Najstraszniejsze jest to kiedy nie znamy naszego przeciwnika. Kiedy uświadamiamy sobie, że da się go pokonać robi się dużo mniej klimatycznie, robi się z tego sieczka. Zdecydowanie bardziej przeraża mnie styl rozgrywki taki jak w Amnezji.
hmm, więc do tego doszło że w Silent Hill spotkamy - i tu uwaga - LISTONOSZA !!! WTF ??? A do tego jeszcze jakiś Screamer (jakiś krzykacz jak na moją znajomość angielskiego). Ja z tą serią pożegnałem się na etapie czwórki (a powinienem na etapie trójki), ale kiedrunek w jakim poszło to uniwersum to jakaś cholerna kpina. Tą serię może uratować już tylko remake jedynki i dwójki, bo innych sukcesów nie widzę, pozdro all.
gameplay wyglada lepiej niz na ostatnim filmiku jaki widzialem ale nie zmienia to faktu ze podswietlanie kluczowych przedmiotow czy np brak radia bedacego detektorem stworow (nie zauwazylem takowego lub moze nie bylo wlaczone) to kpina. mam nadzieje ze bedzie dalo sie wylaczyc te podswietlanie dla debili bo to psuje cala przyjemnosci z gry w survival horror z zagadkami. pierwsze dwie czesci to kapitalne gry ale im dalej tym gorzej. nie nastawiam sie jakos specjalnie na Downpour ale liczylem na cos w starym stylu a wyglada na to ze to taki Homecoming tylko dodali wiecej myslenia (nie liczac podswietlania obiektow) i zrezygnowali z nacisku na walke. brak wersji PC to tez kpina i jesli takowa nie pojawi sie z lekkim opoznieniem to mozliwe ze zrezygnuje z niej calkowicie bo jakos nie widzi mi sie granie w nia na x360.
W jedynce tez się podświetlały przedmioty.
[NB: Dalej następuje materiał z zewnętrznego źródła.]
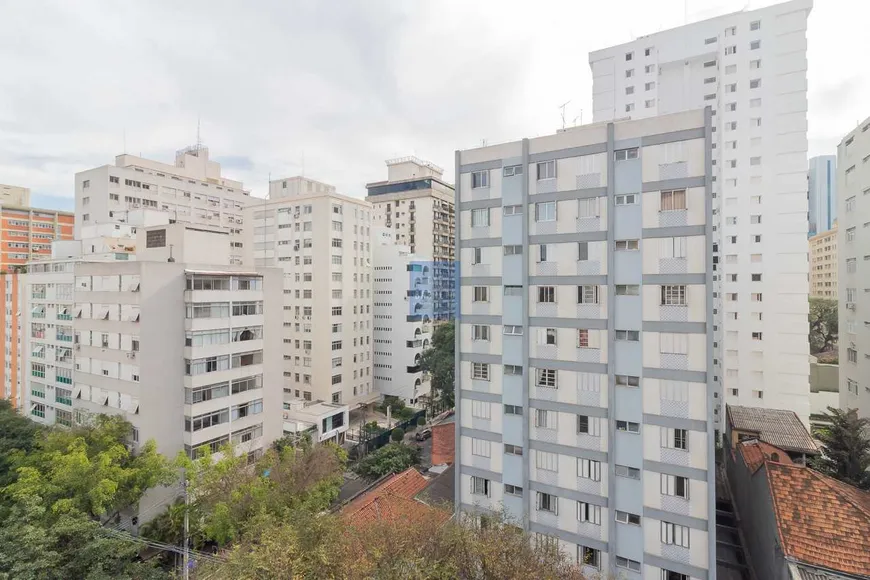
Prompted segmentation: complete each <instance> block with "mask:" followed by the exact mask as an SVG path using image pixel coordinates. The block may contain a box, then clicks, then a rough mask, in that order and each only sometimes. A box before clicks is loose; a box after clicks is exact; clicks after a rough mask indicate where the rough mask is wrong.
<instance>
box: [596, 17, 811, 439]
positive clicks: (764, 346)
mask: <svg viewBox="0 0 870 580" xmlns="http://www.w3.org/2000/svg"><path fill="white" fill-rule="evenodd" d="M811 8H812V1H811V0H792V1H791V2H785V3H783V4H777V5H775V6H770V7H767V8H762V9H760V10H754V11H743V12H736V13H733V14H728V15H725V16H721V17H718V18H712V19H710V20H704V21H701V22H696V23H693V24H688V25H686V26H682V27H679V28H675V29H672V30H665V31H663V32H657V33H655V34H650V35H647V36H642V37H640V38H638V39H637V40H634V41H633V42H629V43H626V44H621V45H618V46H614V47H610V48H607V49H604V50H599V51H596V52H593V53H591V54H590V55H589V63H590V65H591V68H592V76H593V108H594V119H595V121H607V120H611V119H618V118H623V117H629V118H632V119H639V118H647V117H653V116H655V115H662V114H668V113H673V112H675V111H682V110H687V109H693V108H699V107H703V106H707V105H709V106H711V107H713V110H714V117H713V119H714V122H713V125H714V127H713V130H714V131H715V134H714V139H713V147H714V151H713V154H714V157H713V163H714V165H715V167H714V176H713V179H714V186H713V195H714V197H715V200H714V212H715V214H714V216H715V217H714V220H715V223H714V224H713V225H714V228H713V229H714V244H715V247H714V252H715V256H716V258H717V260H718V264H717V266H716V268H717V270H716V295H717V303H716V310H717V314H718V315H719V316H721V317H722V320H721V322H718V323H717V326H718V328H717V330H716V341H715V342H716V344H717V355H716V357H715V358H716V360H717V363H718V366H717V369H716V375H717V376H718V377H719V378H720V379H721V380H722V385H723V392H724V395H725V397H724V399H725V400H724V402H725V403H728V404H734V405H745V406H751V407H759V406H761V407H772V408H777V409H790V410H792V411H795V412H796V413H797V414H798V416H799V417H800V418H801V419H802V420H803V421H804V423H806V424H809V423H808V422H809V362H808V361H809V342H808V322H807V316H808V310H809V306H808V292H809V282H808V271H809V265H808V258H807V253H808V247H807V242H806V239H807V231H808V226H807V36H806V31H807V17H808V16H809V13H810V10H811Z"/></svg>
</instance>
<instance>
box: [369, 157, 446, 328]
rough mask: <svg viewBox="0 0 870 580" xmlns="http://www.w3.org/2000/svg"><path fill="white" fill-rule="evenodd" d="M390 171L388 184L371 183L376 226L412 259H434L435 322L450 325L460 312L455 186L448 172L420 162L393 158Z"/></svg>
mask: <svg viewBox="0 0 870 580" xmlns="http://www.w3.org/2000/svg"><path fill="white" fill-rule="evenodd" d="M387 170H388V172H387V180H386V181H377V182H373V183H368V184H366V189H367V190H368V196H367V197H366V201H368V202H370V203H371V204H372V206H373V208H374V225H377V226H380V227H384V228H386V229H388V230H390V231H391V232H392V234H393V235H394V236H395V238H394V241H395V243H397V244H401V245H407V246H409V248H410V251H411V253H412V254H418V255H420V256H427V257H430V258H431V259H432V261H433V262H434V263H435V264H434V276H433V285H434V291H433V298H434V303H433V305H434V309H435V312H434V314H435V320H436V321H439V320H450V319H452V318H453V317H454V316H455V311H456V296H455V293H456V290H455V276H456V269H455V267H454V263H455V261H456V256H455V254H454V246H455V243H456V217H455V208H454V193H453V186H452V185H450V184H449V183H447V182H445V181H444V178H443V173H444V170H443V169H441V168H440V167H438V166H437V165H435V164H433V163H430V162H429V161H423V160H422V159H418V158H416V157H402V158H399V159H390V160H388V161H387Z"/></svg>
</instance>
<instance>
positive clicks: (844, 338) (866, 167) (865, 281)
mask: <svg viewBox="0 0 870 580" xmlns="http://www.w3.org/2000/svg"><path fill="white" fill-rule="evenodd" d="M867 159H870V119H866V120H865V121H864V122H863V123H861V124H860V125H859V126H858V127H857V128H856V129H855V130H854V131H852V132H851V133H849V134H848V135H846V136H845V137H844V138H843V140H842V141H841V142H840V145H839V146H838V147H837V190H838V192H839V201H838V203H839V207H838V208H837V215H838V216H839V217H838V218H837V223H838V231H837V248H838V251H839V257H838V260H837V263H838V266H839V268H838V269H839V276H840V282H841V284H840V285H839V300H840V302H839V306H840V307H839V330H840V339H839V345H840V408H842V409H856V408H857V409H858V412H859V414H860V415H861V416H862V417H870V164H868V163H867V161H866V160H867Z"/></svg>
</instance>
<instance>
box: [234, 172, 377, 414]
mask: <svg viewBox="0 0 870 580" xmlns="http://www.w3.org/2000/svg"><path fill="white" fill-rule="evenodd" d="M285 181H287V180H283V179H279V180H275V181H272V182H271V183H270V185H269V199H267V200H262V203H258V204H256V205H253V206H249V207H248V208H247V209H246V212H245V215H246V216H247V218H246V219H247V220H248V221H249V223H251V224H252V230H251V231H252V236H253V237H252V240H251V243H250V244H249V245H250V254H249V256H250V257H249V259H250V260H251V262H249V263H254V264H257V265H258V266H269V267H277V268H281V269H282V270H283V271H284V285H283V298H284V299H283V320H282V322H283V325H284V331H283V342H284V392H285V394H286V395H288V396H290V397H293V398H299V399H303V400H305V401H324V402H326V403H336V404H346V405H349V406H350V408H353V407H354V405H357V404H360V403H366V402H370V401H373V400H375V399H376V398H377V396H378V395H377V392H376V391H375V389H374V379H373V377H372V325H373V323H372V262H371V252H372V249H371V226H372V208H371V205H370V204H368V203H366V202H365V201H363V200H361V199H354V198H350V197H347V196H344V195H340V194H337V193H331V192H325V191H322V192H320V193H310V194H309V193H307V187H305V188H304V189H303V191H306V193H304V194H298V195H286V196H285V188H284V187H283V184H284V183H285Z"/></svg>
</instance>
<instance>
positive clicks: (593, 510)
mask: <svg viewBox="0 0 870 580" xmlns="http://www.w3.org/2000/svg"><path fill="white" fill-rule="evenodd" d="M577 521H580V522H585V523H587V524H595V525H596V526H600V525H601V506H597V505H593V504H591V503H586V502H585V501H578V502H577Z"/></svg>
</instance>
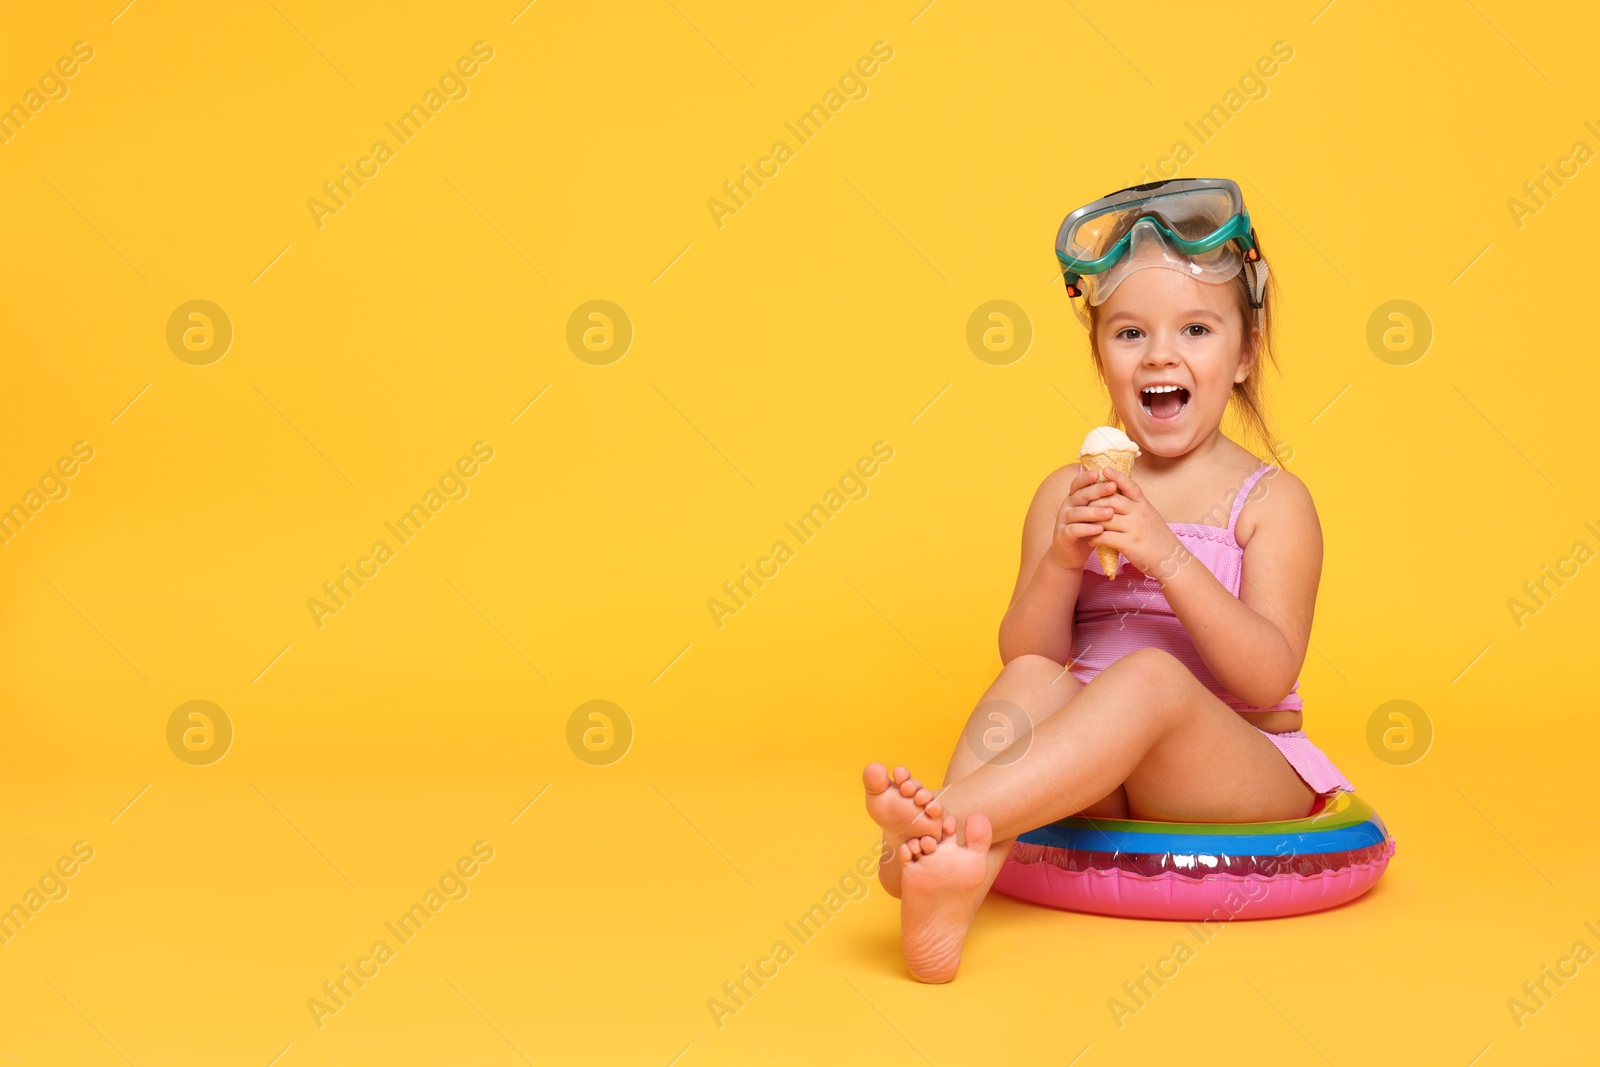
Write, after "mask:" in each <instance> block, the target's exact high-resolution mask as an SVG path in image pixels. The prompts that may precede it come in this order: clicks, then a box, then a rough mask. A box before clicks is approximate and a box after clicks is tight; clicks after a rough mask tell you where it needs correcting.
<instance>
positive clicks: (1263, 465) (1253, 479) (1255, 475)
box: [1227, 464, 1272, 533]
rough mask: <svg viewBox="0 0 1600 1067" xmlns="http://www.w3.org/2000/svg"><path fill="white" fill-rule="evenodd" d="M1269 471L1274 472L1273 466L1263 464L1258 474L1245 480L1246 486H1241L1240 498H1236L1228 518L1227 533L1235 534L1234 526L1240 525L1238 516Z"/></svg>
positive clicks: (1261, 464)
mask: <svg viewBox="0 0 1600 1067" xmlns="http://www.w3.org/2000/svg"><path fill="white" fill-rule="evenodd" d="M1269 470H1272V464H1261V466H1259V467H1256V472H1254V474H1253V475H1250V477H1248V478H1245V485H1242V486H1240V490H1238V496H1235V498H1234V510H1232V514H1229V517H1227V533H1234V526H1237V525H1238V514H1240V512H1242V510H1245V498H1248V496H1250V491H1251V490H1253V488H1256V482H1259V480H1261V475H1264V474H1266V472H1269Z"/></svg>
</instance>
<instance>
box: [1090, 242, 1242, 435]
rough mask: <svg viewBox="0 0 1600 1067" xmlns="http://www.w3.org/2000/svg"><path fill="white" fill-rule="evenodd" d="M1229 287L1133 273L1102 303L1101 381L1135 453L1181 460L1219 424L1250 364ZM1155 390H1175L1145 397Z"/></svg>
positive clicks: (1195, 280) (1169, 271) (1233, 300)
mask: <svg viewBox="0 0 1600 1067" xmlns="http://www.w3.org/2000/svg"><path fill="white" fill-rule="evenodd" d="M1234 285H1237V282H1230V283H1229V285H1210V283H1205V282H1197V280H1195V278H1189V277H1186V275H1182V274H1179V272H1178V270H1166V269H1147V270H1136V272H1133V274H1130V275H1128V277H1125V278H1123V280H1122V283H1120V285H1118V286H1117V290H1115V291H1114V293H1112V294H1110V298H1109V299H1107V301H1106V302H1104V304H1101V314H1099V325H1098V326H1096V330H1098V334H1099V350H1101V362H1102V365H1104V368H1106V384H1107V387H1109V389H1110V398H1112V405H1114V406H1115V408H1117V414H1118V416H1122V421H1123V426H1126V427H1128V435H1130V437H1131V438H1133V440H1134V442H1138V443H1139V448H1142V450H1146V451H1150V453H1155V454H1157V456H1168V458H1171V456H1182V454H1184V453H1187V451H1189V450H1192V448H1194V446H1195V445H1200V443H1202V442H1205V440H1206V438H1208V437H1210V435H1211V434H1213V432H1216V430H1218V427H1219V426H1221V424H1222V413H1224V411H1226V410H1227V398H1229V395H1230V394H1232V389H1234V384H1235V382H1242V381H1245V379H1246V378H1248V376H1250V368H1251V365H1253V363H1254V355H1253V346H1246V344H1245V336H1243V323H1242V322H1240V315H1238V307H1237V306H1235V302H1234V301H1235V296H1234V290H1232V286H1234ZM1246 349H1248V350H1246ZM1152 386H1155V387H1158V386H1178V387H1179V389H1178V390H1168V392H1149V389H1150V387H1152Z"/></svg>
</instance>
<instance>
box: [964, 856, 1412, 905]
mask: <svg viewBox="0 0 1600 1067" xmlns="http://www.w3.org/2000/svg"><path fill="white" fill-rule="evenodd" d="M1394 853H1395V848H1394V841H1392V840H1390V841H1387V843H1386V848H1384V849H1382V853H1381V854H1379V856H1378V857H1376V859H1373V861H1371V862H1365V864H1354V865H1349V867H1342V869H1339V870H1322V872H1318V873H1314V875H1299V873H1282V875H1272V877H1266V875H1243V877H1242V875H1221V873H1219V875H1206V877H1203V878H1195V877H1187V875H1179V873H1173V872H1166V873H1160V875H1154V877H1150V875H1136V873H1128V872H1125V870H1098V869H1096V870H1062V869H1061V867H1058V865H1054V864H1050V862H1032V864H1022V862H1018V861H1016V857H1014V856H1013V857H1008V859H1006V862H1005V867H1002V869H1000V877H998V878H995V885H994V888H995V889H997V891H1000V893H1005V894H1006V896H1014V897H1018V899H1021V901H1030V902H1034V904H1043V905H1046V907H1059V909H1066V910H1069V912H1090V913H1091V915H1120V917H1123V918H1163V920H1178V921H1182V920H1198V918H1282V917H1285V915H1304V913H1306V912H1320V910H1323V909H1330V907H1338V905H1339V904H1344V902H1346V901H1354V899H1355V897H1358V896H1362V894H1363V893H1366V891H1368V889H1371V888H1373V885H1376V883H1378V878H1379V877H1382V873H1384V869H1386V867H1387V865H1389V857H1390V856H1394Z"/></svg>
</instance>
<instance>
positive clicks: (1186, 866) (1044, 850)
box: [994, 792, 1395, 920]
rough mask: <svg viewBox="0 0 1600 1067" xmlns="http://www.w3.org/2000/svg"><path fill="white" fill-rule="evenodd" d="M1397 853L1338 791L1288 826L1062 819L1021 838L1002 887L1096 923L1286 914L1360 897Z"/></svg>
mask: <svg viewBox="0 0 1600 1067" xmlns="http://www.w3.org/2000/svg"><path fill="white" fill-rule="evenodd" d="M1394 853H1395V843H1394V838H1392V837H1389V830H1387V827H1384V822H1382V819H1379V817H1378V813H1376V811H1373V808H1371V805H1368V803H1366V801H1365V800H1362V798H1358V797H1357V795H1355V793H1349V792H1336V793H1326V795H1322V797H1318V798H1317V805H1315V806H1314V808H1312V813H1310V814H1309V816H1306V817H1304V819H1288V821H1283V822H1149V821H1139V819H1086V817H1082V816H1074V817H1070V819H1061V821H1059V822H1051V824H1050V825H1043V827H1038V829H1037V830H1029V832H1027V833H1022V835H1019V837H1018V838H1016V843H1014V845H1013V846H1011V854H1010V856H1008V857H1006V862H1005V865H1003V867H1002V869H1000V877H998V878H997V880H995V885H994V888H995V889H998V891H1000V893H1005V894H1006V896H1013V897H1018V899H1022V901H1032V902H1034V904H1045V905H1050V907H1059V909H1066V910H1070V912H1090V913H1094V915H1122V917H1126V918H1168V920H1195V918H1277V917H1282V915H1302V913H1306V912H1320V910H1322V909H1326V907H1336V905H1339V904H1344V902H1346V901H1354V899H1355V897H1358V896H1362V894H1363V893H1366V891H1368V889H1371V888H1373V886H1374V885H1376V883H1378V878H1379V877H1382V873H1384V869H1386V867H1387V865H1389V857H1390V856H1394Z"/></svg>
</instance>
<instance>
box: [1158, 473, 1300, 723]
mask: <svg viewBox="0 0 1600 1067" xmlns="http://www.w3.org/2000/svg"><path fill="white" fill-rule="evenodd" d="M1269 477H1270V478H1272V488H1270V491H1269V493H1266V494H1264V496H1261V498H1258V499H1256V501H1253V502H1251V504H1250V509H1251V530H1250V536H1248V537H1246V539H1245V541H1248V547H1246V549H1245V573H1243V579H1242V581H1240V592H1238V597H1237V598H1235V597H1234V595H1232V593H1229V592H1227V590H1226V589H1224V587H1222V584H1221V582H1218V581H1216V576H1213V574H1211V571H1208V569H1206V568H1205V566H1203V565H1200V563H1198V560H1195V558H1194V557H1192V555H1189V552H1187V550H1182V549H1181V550H1179V560H1178V566H1166V568H1162V571H1163V573H1165V576H1163V574H1157V579H1158V581H1160V582H1162V592H1163V593H1165V595H1166V601H1168V603H1170V605H1171V608H1173V613H1174V614H1176V616H1178V617H1179V619H1181V621H1182V624H1184V629H1186V630H1187V632H1189V640H1192V641H1194V646H1195V649H1197V651H1198V653H1200V657H1202V659H1203V661H1205V665H1206V667H1208V669H1210V670H1211V673H1213V675H1214V677H1216V680H1218V681H1221V683H1222V685H1224V686H1226V688H1227V689H1229V691H1230V693H1234V694H1235V696H1237V697H1238V699H1242V701H1246V702H1248V704H1254V705H1256V707H1270V705H1272V704H1277V702H1278V701H1282V699H1283V697H1285V696H1286V694H1288V693H1290V689H1291V688H1293V686H1294V680H1296V677H1299V670H1301V667H1302V665H1304V662H1306V648H1307V646H1309V645H1310V621H1312V613H1314V611H1315V606H1317V585H1318V582H1320V581H1322V526H1320V523H1318V522H1317V509H1315V506H1314V504H1312V499H1310V493H1309V491H1307V490H1306V485H1304V483H1302V482H1301V480H1299V478H1296V477H1294V475H1291V474H1288V472H1286V470H1277V472H1274V474H1272V475H1269ZM1243 526H1245V522H1243V517H1242V518H1240V530H1238V533H1243Z"/></svg>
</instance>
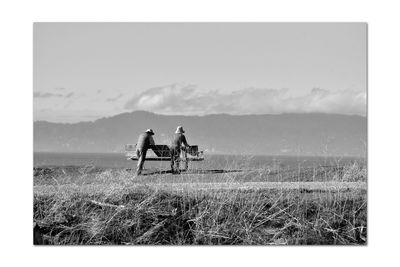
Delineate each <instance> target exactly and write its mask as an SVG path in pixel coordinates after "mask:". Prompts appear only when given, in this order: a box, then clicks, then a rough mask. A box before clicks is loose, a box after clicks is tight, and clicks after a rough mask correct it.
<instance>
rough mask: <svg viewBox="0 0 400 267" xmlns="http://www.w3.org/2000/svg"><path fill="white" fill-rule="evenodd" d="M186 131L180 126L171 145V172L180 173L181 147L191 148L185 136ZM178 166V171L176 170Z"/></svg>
mask: <svg viewBox="0 0 400 267" xmlns="http://www.w3.org/2000/svg"><path fill="white" fill-rule="evenodd" d="M184 132H185V131H184V130H183V127H182V126H178V128H177V129H176V131H175V135H174V138H173V139H172V143H171V172H172V173H175V172H179V171H180V170H179V155H180V153H181V147H182V145H184V146H185V147H189V144H188V143H187V141H186V137H185V136H184V135H183V133H184ZM175 165H176V169H175Z"/></svg>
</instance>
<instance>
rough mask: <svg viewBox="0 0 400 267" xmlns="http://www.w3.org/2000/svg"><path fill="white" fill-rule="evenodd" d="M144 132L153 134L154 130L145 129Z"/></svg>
mask: <svg viewBox="0 0 400 267" xmlns="http://www.w3.org/2000/svg"><path fill="white" fill-rule="evenodd" d="M146 133H149V134H151V135H154V132H153V130H152V129H147V130H146Z"/></svg>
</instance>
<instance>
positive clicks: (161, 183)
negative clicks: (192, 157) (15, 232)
mask: <svg viewBox="0 0 400 267" xmlns="http://www.w3.org/2000/svg"><path fill="white" fill-rule="evenodd" d="M133 173H134V172H133V170H129V169H111V168H98V167H90V166H89V167H72V166H70V167H68V166H66V167H46V168H35V169H34V173H33V174H34V207H33V209H34V218H33V219H34V222H35V223H36V224H37V225H38V226H39V227H37V229H39V228H40V230H38V231H39V232H40V235H41V236H42V239H43V243H45V244H54V245H78V244H83V245H105V244H112V245H114V244H115V245H117V244H118V245H119V244H125V245H133V244H143V245H145V244H146V245H158V244H168V245H192V244H195V245H267V244H271V245H302V244H326V245H328V244H329V245H330V244H338V245H353V244H366V242H367V191H366V180H367V178H366V177H367V174H366V167H365V165H360V164H357V163H352V164H348V165H342V166H325V167H324V166H320V167H312V168H311V167H301V168H296V169H291V170H279V169H272V168H268V169H232V168H224V169H201V170H198V169H197V170H196V169H192V170H189V171H187V172H184V173H182V174H181V175H172V174H170V173H168V172H166V171H163V170H159V169H150V170H146V171H145V175H143V176H139V177H134V175H133Z"/></svg>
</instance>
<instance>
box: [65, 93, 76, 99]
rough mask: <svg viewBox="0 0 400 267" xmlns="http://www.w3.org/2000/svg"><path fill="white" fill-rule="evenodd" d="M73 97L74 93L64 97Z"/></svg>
mask: <svg viewBox="0 0 400 267" xmlns="http://www.w3.org/2000/svg"><path fill="white" fill-rule="evenodd" d="M73 95H74V93H69V94H67V95H65V96H64V97H65V98H70V97H72V96H73Z"/></svg>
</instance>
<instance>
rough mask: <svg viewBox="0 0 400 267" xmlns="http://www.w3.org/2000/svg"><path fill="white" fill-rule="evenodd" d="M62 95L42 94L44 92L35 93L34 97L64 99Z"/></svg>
mask: <svg viewBox="0 0 400 267" xmlns="http://www.w3.org/2000/svg"><path fill="white" fill-rule="evenodd" d="M63 96H64V95H62V94H53V93H42V92H33V97H35V98H49V97H63Z"/></svg>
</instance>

W Dwójce też tyle że było to niewielkie podświetlenie i nie zawsze rzucało się w oczy.
@ja33no - przyznaję Ci rację. W HC było za duzo walki, pamietam gdy przechodziłem gre po raz pierwszy to w pewnym momencie na ekranie aż zaroiło się od przeciwników, było ich moze z sześciu z czego ledwo udało mi się wyratować. Już po tym zdarzeniu całkowicie sie popsuł klimat. Może raz tam się wzdrygnąłem jak mi wyskoczył za plecami na strychu ale to by było na tyle. Grało się fajnie ale to niestety nie ta gra co była kiedyś.